Minister of communications Khumbudzo Ntshavheni announced the government’s ambition to close the 2G and 3G networks to free up frequencies for 5G and 4G services back in 2021. According to the new policy, June 2023 will see the licensing of 2G devices prohibited. A ban on new connections or activation of 2G devices will follow in December, with a shutdown of 2G services and networks scheduled for the first half of 2024. A similar process for 3G would begin in the second half of 2024 and end in March 2025.
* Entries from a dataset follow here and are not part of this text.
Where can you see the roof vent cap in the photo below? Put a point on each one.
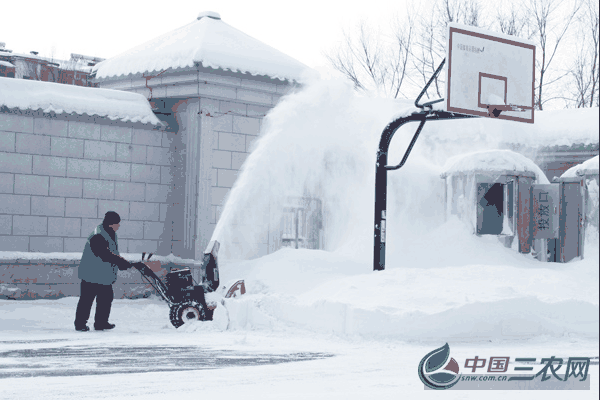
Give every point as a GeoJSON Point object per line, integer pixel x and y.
{"type": "Point", "coordinates": [209, 14]}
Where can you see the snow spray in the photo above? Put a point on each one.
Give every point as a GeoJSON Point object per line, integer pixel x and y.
{"type": "Point", "coordinates": [321, 141]}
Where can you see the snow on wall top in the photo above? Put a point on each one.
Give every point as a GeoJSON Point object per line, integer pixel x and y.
{"type": "Point", "coordinates": [208, 41]}
{"type": "Point", "coordinates": [59, 98]}
{"type": "Point", "coordinates": [589, 167]}
{"type": "Point", "coordinates": [131, 257]}
{"type": "Point", "coordinates": [494, 160]}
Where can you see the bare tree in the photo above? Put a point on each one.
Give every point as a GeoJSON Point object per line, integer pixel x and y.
{"type": "Point", "coordinates": [430, 47]}
{"type": "Point", "coordinates": [513, 20]}
{"type": "Point", "coordinates": [585, 71]}
{"type": "Point", "coordinates": [372, 64]}
{"type": "Point", "coordinates": [548, 36]}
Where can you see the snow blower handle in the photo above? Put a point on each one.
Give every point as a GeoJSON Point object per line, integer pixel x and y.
{"type": "Point", "coordinates": [211, 266]}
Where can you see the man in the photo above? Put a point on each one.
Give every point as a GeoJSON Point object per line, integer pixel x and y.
{"type": "Point", "coordinates": [98, 271]}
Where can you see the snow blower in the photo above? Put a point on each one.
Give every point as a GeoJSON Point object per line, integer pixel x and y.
{"type": "Point", "coordinates": [183, 295]}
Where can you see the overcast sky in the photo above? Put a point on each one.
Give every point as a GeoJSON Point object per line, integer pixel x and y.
{"type": "Point", "coordinates": [106, 28]}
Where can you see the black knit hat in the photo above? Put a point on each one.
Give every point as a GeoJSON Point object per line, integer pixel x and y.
{"type": "Point", "coordinates": [111, 218]}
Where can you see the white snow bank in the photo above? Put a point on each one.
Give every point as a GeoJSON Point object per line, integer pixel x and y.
{"type": "Point", "coordinates": [589, 167]}
{"type": "Point", "coordinates": [494, 160]}
{"type": "Point", "coordinates": [58, 98]}
{"type": "Point", "coordinates": [207, 41]}
{"type": "Point", "coordinates": [330, 293]}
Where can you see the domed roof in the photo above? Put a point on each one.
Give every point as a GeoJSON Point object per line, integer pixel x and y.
{"type": "Point", "coordinates": [207, 41]}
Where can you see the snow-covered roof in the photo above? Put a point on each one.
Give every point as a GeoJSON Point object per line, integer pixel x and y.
{"type": "Point", "coordinates": [551, 128]}
{"type": "Point", "coordinates": [207, 41]}
{"type": "Point", "coordinates": [589, 167]}
{"type": "Point", "coordinates": [494, 161]}
{"type": "Point", "coordinates": [58, 98]}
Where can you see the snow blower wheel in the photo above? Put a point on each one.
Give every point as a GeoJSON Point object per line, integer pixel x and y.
{"type": "Point", "coordinates": [182, 313]}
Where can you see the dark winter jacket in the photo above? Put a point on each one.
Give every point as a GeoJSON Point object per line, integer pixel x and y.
{"type": "Point", "coordinates": [100, 259]}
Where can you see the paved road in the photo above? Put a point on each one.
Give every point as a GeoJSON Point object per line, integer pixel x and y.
{"type": "Point", "coordinates": [77, 360]}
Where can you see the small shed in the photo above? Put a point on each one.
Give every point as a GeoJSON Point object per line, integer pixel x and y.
{"type": "Point", "coordinates": [578, 188]}
{"type": "Point", "coordinates": [490, 191]}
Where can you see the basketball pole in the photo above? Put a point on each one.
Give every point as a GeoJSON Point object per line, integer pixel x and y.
{"type": "Point", "coordinates": [381, 168]}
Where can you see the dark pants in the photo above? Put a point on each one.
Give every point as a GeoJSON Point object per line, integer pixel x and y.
{"type": "Point", "coordinates": [103, 295]}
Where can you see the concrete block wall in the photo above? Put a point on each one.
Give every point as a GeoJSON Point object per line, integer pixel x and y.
{"type": "Point", "coordinates": [235, 128]}
{"type": "Point", "coordinates": [236, 104]}
{"type": "Point", "coordinates": [59, 175]}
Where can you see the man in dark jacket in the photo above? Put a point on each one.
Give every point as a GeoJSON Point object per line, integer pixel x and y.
{"type": "Point", "coordinates": [98, 271]}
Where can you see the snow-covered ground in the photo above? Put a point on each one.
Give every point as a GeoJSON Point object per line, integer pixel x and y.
{"type": "Point", "coordinates": [321, 324]}
{"type": "Point", "coordinates": [312, 324]}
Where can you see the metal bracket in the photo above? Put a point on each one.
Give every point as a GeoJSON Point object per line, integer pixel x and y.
{"type": "Point", "coordinates": [430, 103]}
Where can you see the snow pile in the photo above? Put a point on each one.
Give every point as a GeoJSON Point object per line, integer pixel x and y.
{"type": "Point", "coordinates": [207, 41]}
{"type": "Point", "coordinates": [57, 98]}
{"type": "Point", "coordinates": [440, 282]}
{"type": "Point", "coordinates": [511, 297]}
{"type": "Point", "coordinates": [589, 167]}
{"type": "Point", "coordinates": [494, 160]}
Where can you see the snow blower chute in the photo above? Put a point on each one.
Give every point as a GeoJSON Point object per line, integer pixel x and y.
{"type": "Point", "coordinates": [185, 297]}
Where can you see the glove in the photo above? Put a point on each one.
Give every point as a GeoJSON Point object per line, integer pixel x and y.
{"type": "Point", "coordinates": [139, 266]}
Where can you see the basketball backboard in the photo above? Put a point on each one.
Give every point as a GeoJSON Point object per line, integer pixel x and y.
{"type": "Point", "coordinates": [489, 74]}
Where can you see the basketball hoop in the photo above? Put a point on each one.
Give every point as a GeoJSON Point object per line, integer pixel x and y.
{"type": "Point", "coordinates": [494, 110]}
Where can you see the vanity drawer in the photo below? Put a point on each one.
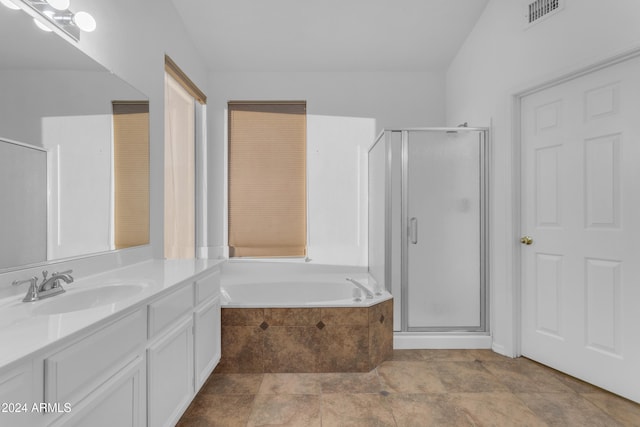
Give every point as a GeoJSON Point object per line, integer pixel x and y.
{"type": "Point", "coordinates": [169, 308]}
{"type": "Point", "coordinates": [207, 287]}
{"type": "Point", "coordinates": [75, 371]}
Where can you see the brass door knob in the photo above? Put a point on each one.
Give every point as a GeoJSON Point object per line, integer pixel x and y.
{"type": "Point", "coordinates": [526, 240]}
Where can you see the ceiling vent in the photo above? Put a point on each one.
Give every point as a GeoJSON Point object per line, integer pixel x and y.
{"type": "Point", "coordinates": [540, 10]}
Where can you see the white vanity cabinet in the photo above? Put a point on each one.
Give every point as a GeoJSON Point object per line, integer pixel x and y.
{"type": "Point", "coordinates": [98, 380]}
{"type": "Point", "coordinates": [138, 367]}
{"type": "Point", "coordinates": [206, 319]}
{"type": "Point", "coordinates": [184, 347]}
{"type": "Point", "coordinates": [170, 356]}
{"type": "Point", "coordinates": [18, 394]}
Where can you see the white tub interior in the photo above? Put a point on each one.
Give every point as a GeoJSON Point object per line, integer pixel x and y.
{"type": "Point", "coordinates": [281, 284]}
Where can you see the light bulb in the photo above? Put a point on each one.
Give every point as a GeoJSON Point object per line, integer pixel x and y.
{"type": "Point", "coordinates": [84, 21]}
{"type": "Point", "coordinates": [59, 4]}
{"type": "Point", "coordinates": [10, 4]}
{"type": "Point", "coordinates": [42, 26]}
The approval of this policy comes six months after the country organized the auction of the spectrum of telecoms broadband frequencies. Following this sale, telecom operators acquired frequencies located in the 700MHz, 800MHz, 2.6GHz and 3.5GHz bands, suitable for the provision of mobile broadband services using 4G/ LTE and 5G.
While some telecom operators had already planned to switch off their 2G and/or 3G networks, obstacles remain, like the high cost of 4G and 5G compatible devices. Additionally, 2G and 3G networks remain widely used for machine-to-machine (M2M) and Internet of Things (IoT) applications.